Well… I'd say that the the implementation of the original check was the shaving of the yak. It must have been quite a bit of work, but it was done without apparently considering various way in which the check is insufficient.

I did the implementation in rpminspect basically by reimplementing what rpmdiff had been doing as my first order of business was feature parity. And yes, it was quite a bit of work.

I knew that its first iteration would present problems like this, but I did not have a good way to determine what packages in the wild would present these issues. My goal is to make the check mostly useful for the purposes of shipping a functional distribution.

My yak shaving comment was meant to imply that we can keep going down the path of handling more and more RPM dependency cases, but at some point we [the distribution] needs a packaging policy in place that says how we will use the features of the packaging system and what self-imposed limits we will have. That's sort of the objective of rpminspect is to enforce the rules we make for ourselves. Your not wrong that this functionality is fine in RPM packages, but I want to see that cross-referenced with packaging policy.

looking at systemd and systemd-libs, are those packages ever able to exist by themselves or do you always need to have both installed?
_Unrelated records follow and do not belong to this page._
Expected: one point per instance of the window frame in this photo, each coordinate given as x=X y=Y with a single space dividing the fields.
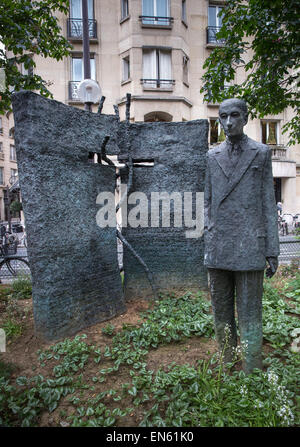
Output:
x=152 y=21
x=277 y=131
x=12 y=151
x=158 y=80
x=123 y=10
x=126 y=60
x=1 y=175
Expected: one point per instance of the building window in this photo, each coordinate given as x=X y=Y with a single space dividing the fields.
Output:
x=183 y=11
x=156 y=12
x=13 y=175
x=185 y=69
x=125 y=68
x=124 y=9
x=157 y=116
x=214 y=23
x=75 y=24
x=157 y=69
x=13 y=155
x=77 y=75
x=270 y=132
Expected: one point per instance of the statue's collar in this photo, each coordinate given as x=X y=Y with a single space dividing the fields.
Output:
x=239 y=144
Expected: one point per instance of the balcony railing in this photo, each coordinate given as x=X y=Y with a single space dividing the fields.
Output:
x=156 y=20
x=211 y=32
x=75 y=28
x=278 y=151
x=158 y=83
x=73 y=90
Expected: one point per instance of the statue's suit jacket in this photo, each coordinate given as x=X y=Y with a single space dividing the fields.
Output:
x=240 y=217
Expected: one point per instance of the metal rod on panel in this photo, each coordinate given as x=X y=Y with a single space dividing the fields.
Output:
x=86 y=46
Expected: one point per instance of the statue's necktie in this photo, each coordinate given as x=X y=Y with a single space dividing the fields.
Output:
x=234 y=152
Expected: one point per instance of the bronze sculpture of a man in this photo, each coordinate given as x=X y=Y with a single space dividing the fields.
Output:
x=240 y=232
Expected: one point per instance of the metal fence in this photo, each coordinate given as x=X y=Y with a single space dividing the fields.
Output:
x=289 y=250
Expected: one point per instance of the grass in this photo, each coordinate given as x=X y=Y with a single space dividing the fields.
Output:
x=103 y=386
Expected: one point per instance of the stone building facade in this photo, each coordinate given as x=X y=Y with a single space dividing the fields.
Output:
x=155 y=50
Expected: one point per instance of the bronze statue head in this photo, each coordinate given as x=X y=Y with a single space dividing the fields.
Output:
x=233 y=114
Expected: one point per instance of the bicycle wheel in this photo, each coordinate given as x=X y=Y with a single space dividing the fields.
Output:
x=18 y=266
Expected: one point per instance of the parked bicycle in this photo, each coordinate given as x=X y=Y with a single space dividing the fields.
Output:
x=9 y=260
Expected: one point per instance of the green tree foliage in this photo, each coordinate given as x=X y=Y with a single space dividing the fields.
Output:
x=28 y=28
x=261 y=37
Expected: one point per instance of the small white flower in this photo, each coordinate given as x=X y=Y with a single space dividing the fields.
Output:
x=243 y=390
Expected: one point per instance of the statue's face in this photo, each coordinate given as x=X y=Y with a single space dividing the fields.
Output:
x=232 y=119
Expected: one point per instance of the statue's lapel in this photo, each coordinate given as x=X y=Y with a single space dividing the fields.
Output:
x=223 y=160
x=247 y=156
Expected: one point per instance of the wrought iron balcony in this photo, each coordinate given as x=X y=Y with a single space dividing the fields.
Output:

systemd-libs provides public systemd libraries (libsystemd, libudev), which other programs can link to. It also provides various nss modules. All of those can work without systemd (even on systems with a different init system to a large extent). So yes, systemd-libs can exist by itself, and in containers and mock and such will often be installed without the big systemd package.

Noted, thanks.

@dcantrell dcantrell added this to the v1.13 milestone Nov 7, 2023
@dcantrell dcantrell added in progress Work on this issue is currently underway, but that does not imply it will be done quickly. and removed question Further information is requested labels Nov 7, 2023
dcantrell added a commit to dcantrell/rpminspect that referenced this issue Nov 30, 2023
A package with automatic shared library dependencies usually require
an explicit Requires on the %{name} = %{version}-%{release}.  This is
done to ensure subpackages don't drift from the main package when
performing upgrades.  However, it is also possible to have those
explicit Requires handled by transitive Requires.  That is having an
explicit Requires on a package that then itself has an explicit
Requires on the package you need.  This commit implements that check
when looking for explicit Requires and treats it as satisifed.

Fixes: rpminspect#1231

Signed-off-by: David Cantrell <dcantrell@redhat.com>
@dcantrell dcantrell removed the in progress Work on this issue is currently underway, but that does not imply it will be done quickly. label Nov 30, 2023
dcantrell added a commit that referenced this issue Dec 5, 2023
A package with automatic shared library dependencies usually require
an explicit Requires on the %{name} = %{version}-%{release}.  This is
done to ensure subpackages don't drift from the main package when
performing upgrades.  However, it is also possible to have those
explicit Requires handled by transitive Requires.  That is having an
explicit Requires on a package that then itself has an explicit
Requires on the package you need.  This commit implements that check
when looking for explicit Requires and treats it as satisifed.